Team members:
- Avik Kuthiala (101803116)
- Naman Tuli (101983040)
Video Link:
Presentation File Here.
Make sure to use venv
for installing dependencies. Use the following line of code to install all the required dependencies in your created virtual environment. To make an env, run:
python -m venv myenv
myenv\Scripts\activate.bat
Run the following in your terminal:
pip install -r requirements.txt
Note: If we missed any dependency, kindly pip install the library which was not found.
First navigate to /Bicameral-Minds
, the repository you cloned.
After installing the dependencies, navigate to directory Code/NER Models/
go to each folder and select Extract Here
for all 4 zip files.
Setup complete.
Navigate to directory Code/
To run the crawler with default settings, just use:
scrapy crawl mygovscraper
The default running time for the crawler is 3 minutes. To run the crawler for a specific amount of time, use:
scrapy crawl mygovscraper -s CLOSESPIDER_TIMEOUT=<time in secs>
Example (To run for 1800 seconds):
scrapy crawl mygovscraper -s CLOSESPIDER_TIMEOUT=1800
Note: Do not give space after CLOSESPIDER_TIMEOUT= as it will give error.
Other specific settings to configure the crawler can be found on official scrapy documentation.
A database will be created:
database.csv
Navigate to directory Code/
and run in terminal:
python postprocess.py
New database will be created:
clean_database.csv
- The problem statement mentioned that 15 countries will be considered for the hackathon. Hence we used only 3 countries to train our NLP models(since training for 15 countries and then producing results on them would not make sense). But in the FAQs of the e-mail sent by MSC on 17-09-2020(for deadline extention), it was mentioned, "Try to train with as many countries' govt websites' HTML structures as possible". We trained with data for 3 countries and scaled it for 15, hence we believe we can train for 15 countries and scale the solution to 70-80 countries. However, it was not feasible to carry out this upscaling in under 4 days.

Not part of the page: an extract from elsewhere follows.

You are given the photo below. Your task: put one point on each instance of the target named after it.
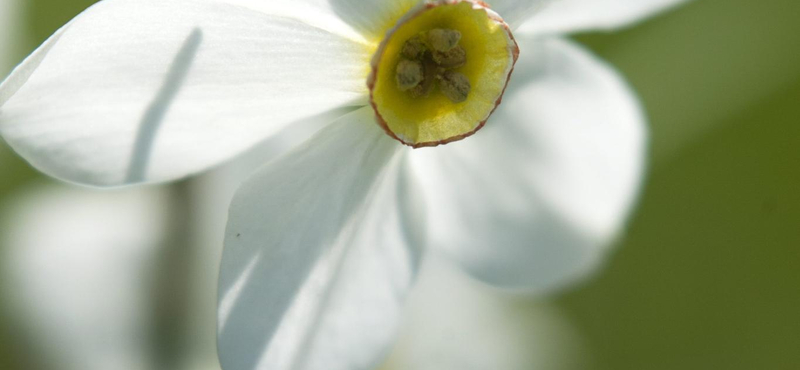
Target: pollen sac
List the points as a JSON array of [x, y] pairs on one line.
[[409, 74], [424, 88], [415, 48], [455, 86], [454, 58], [443, 40]]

- The crawler visits all the sites, but without following any particular order. It may happen that you would have to wait for some while before you start seeing meaningful websites appear in logs.

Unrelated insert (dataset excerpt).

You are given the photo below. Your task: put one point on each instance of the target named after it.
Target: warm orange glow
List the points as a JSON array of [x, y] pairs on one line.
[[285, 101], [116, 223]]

- After the crawler starts running, you can see the sites that are being crawled in
Code/log.txt
file. Currently it has been emptied out. - The sites which are to be crawled in are to be mentioned in
starter_sites.txt
currently, the file contains all 14 sites to be considered. We strongly advise that for testing purposes, try with only 1 site since crawling govt sites is a very computationally costly process. - The sample database that we created was run for a total of 16 hours.
- Results on news article pages:
The above image is an example of a news article webpage from which Prefix, Name and Position held was correctly extracted. The scraper is not designed to extract profiles from huge paragraphs, yet we noticed a few profiles being successfully extracted from news articles as well.
The API has been built using node.js and express.js and functions by fetching data from a mongo.db database.
Ensure that you have a functioning mongo.db database setup before running the API on postman.
Navigate to the db_api
directory and install the required modules using npm:
npm install express node body-parser mongoose nodemon
First start the database server using -
mongod
To import the csv database into mongo.db, run the following command -
mongoimport --type csv -d record_db -c records --headerline --drop final_db.csv
Then make sure you are in db_api/
and run the command -
npm run start
Now the setup is running and you can use postman
to test your API. The parameters need to be passed using x-www-form-urlencode
to the Body
.
The API will be hosted on http://localhost:3000/
To get all records, use - http://localhost:3000/records
\
To get details of a single person, use -
http://localhost:3000/findrecord
and pass parameter name
as explained above and in the accompanying video.